Earlier, in his keynote address, Rural Support Programmes Network chairman Shoaib Sultan Khan spoke about Akhtar Hameed Khan’s life, from Comilla (in Chittagong, Bangladesh) to Orangi.

He spoke about his innate qualities, his scholarship, his vision, his Buddhist way of life, his understanding of Quran and his passion for helping others.

“He had a versatile and complete personality. He was a complete human being whose motto was simple living. He carried praise for the British but he left civil service because he believed that they could not teach him anymore than he had learned from them. And then he became a labourer,” he said.

“When I had first heard of Akhtar Hameed Khan from the younger brother of a colleague in Comilla, he was all praise about his principal. I had dismissed it as the babbling of a teenager. But then three years later, I myself came face to face with the man himself,” he said before speaking at length about their lasting association.

“He wanted self-sustaining programmes and that is what he was doing with OPP. He said that the government was fickle and as it changed, it changed its mind. So he was not in favour of funding and grants. His greatest quality was flexibility and keeping an open mind. He had the vision and foresight to change circumstances and had faith in the self-reliance of people. The government didn’t use his expertise, and in that it lost an opportunity of a century,” he said.

In his welcome address, Prof Dr Noman Ahmed, head of the Department of Architecture and Planning at NED University, said that Akhtar Hameed Khan’s life and work reminds us to follow his kind of thinking. “His work and the organisations he set up ask to be revisited by our youth. And that’s the aim and focus of this conference,” he said.

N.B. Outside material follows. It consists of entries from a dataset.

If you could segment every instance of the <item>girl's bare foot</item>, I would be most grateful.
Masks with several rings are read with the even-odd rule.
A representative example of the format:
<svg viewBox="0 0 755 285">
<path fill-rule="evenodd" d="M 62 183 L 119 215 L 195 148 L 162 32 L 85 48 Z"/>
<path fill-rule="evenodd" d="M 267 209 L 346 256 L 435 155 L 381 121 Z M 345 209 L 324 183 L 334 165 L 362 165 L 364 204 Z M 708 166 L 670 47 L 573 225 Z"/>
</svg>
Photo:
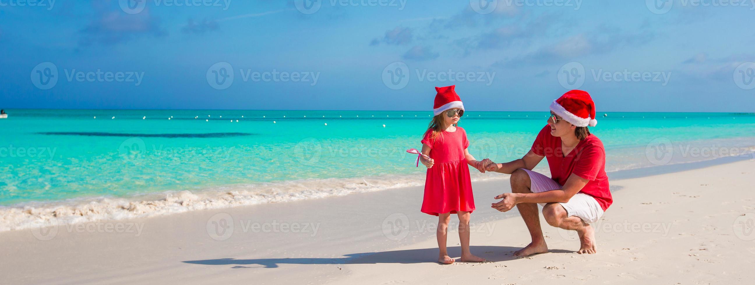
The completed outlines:
<svg viewBox="0 0 755 285">
<path fill-rule="evenodd" d="M 451 264 L 455 261 L 455 259 L 448 256 L 440 256 L 440 257 L 438 258 L 438 262 L 440 262 L 441 264 Z"/>
<path fill-rule="evenodd" d="M 577 253 L 593 254 L 598 252 L 598 249 L 595 247 L 595 230 L 592 225 L 587 225 L 584 227 L 584 231 L 578 234 L 579 234 L 580 247 Z"/>
<path fill-rule="evenodd" d="M 545 253 L 548 252 L 548 245 L 545 244 L 545 241 L 540 243 L 531 243 L 524 248 L 514 252 L 515 256 L 529 256 L 533 254 Z"/>
<path fill-rule="evenodd" d="M 470 253 L 467 256 L 462 255 L 461 258 L 459 259 L 459 261 L 462 262 L 486 262 L 487 260 L 485 260 L 485 259 L 482 257 L 475 256 Z"/>
</svg>

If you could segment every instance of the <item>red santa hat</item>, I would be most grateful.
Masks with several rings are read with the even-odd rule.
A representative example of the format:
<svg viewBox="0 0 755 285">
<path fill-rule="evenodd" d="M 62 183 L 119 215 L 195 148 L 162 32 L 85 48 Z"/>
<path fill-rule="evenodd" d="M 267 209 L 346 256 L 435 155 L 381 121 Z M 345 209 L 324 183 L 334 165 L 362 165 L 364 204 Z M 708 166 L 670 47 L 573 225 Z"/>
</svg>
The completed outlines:
<svg viewBox="0 0 755 285">
<path fill-rule="evenodd" d="M 435 95 L 435 105 L 433 106 L 434 115 L 440 115 L 443 112 L 454 108 L 464 109 L 464 105 L 461 103 L 461 98 L 459 98 L 456 91 L 454 90 L 455 87 L 456 85 L 435 87 L 435 90 L 438 93 Z"/>
<path fill-rule="evenodd" d="M 565 93 L 550 103 L 550 111 L 577 127 L 595 127 L 595 103 L 590 94 L 581 90 Z"/>
</svg>

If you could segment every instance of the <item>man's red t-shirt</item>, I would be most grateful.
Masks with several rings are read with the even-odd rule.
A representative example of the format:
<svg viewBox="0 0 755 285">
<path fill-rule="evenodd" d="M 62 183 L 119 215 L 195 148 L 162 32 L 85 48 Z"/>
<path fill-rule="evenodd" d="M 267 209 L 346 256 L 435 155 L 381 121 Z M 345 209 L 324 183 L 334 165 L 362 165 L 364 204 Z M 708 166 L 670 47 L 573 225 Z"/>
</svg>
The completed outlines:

The many others who spoke included researcher Mansoor Raza, Senator Taj Haider, rights activist Karamat Ali, Rabia Siddiqui of Dawood College and Tasneem Siddiqui of Khuda ki Basti were also among the many who spoke and shared their fond memories.

Meanwhile, Anwer Rashid, Dr Mansoor Ali, Hafiz Rashid and Sumera Gul, who were also close associates of Akhtar Hameed Khan and worked with OPP at different times in various capacities, sent in recorded messages.

Community development practitioner Fayyaz Baqir joined in live from Canada.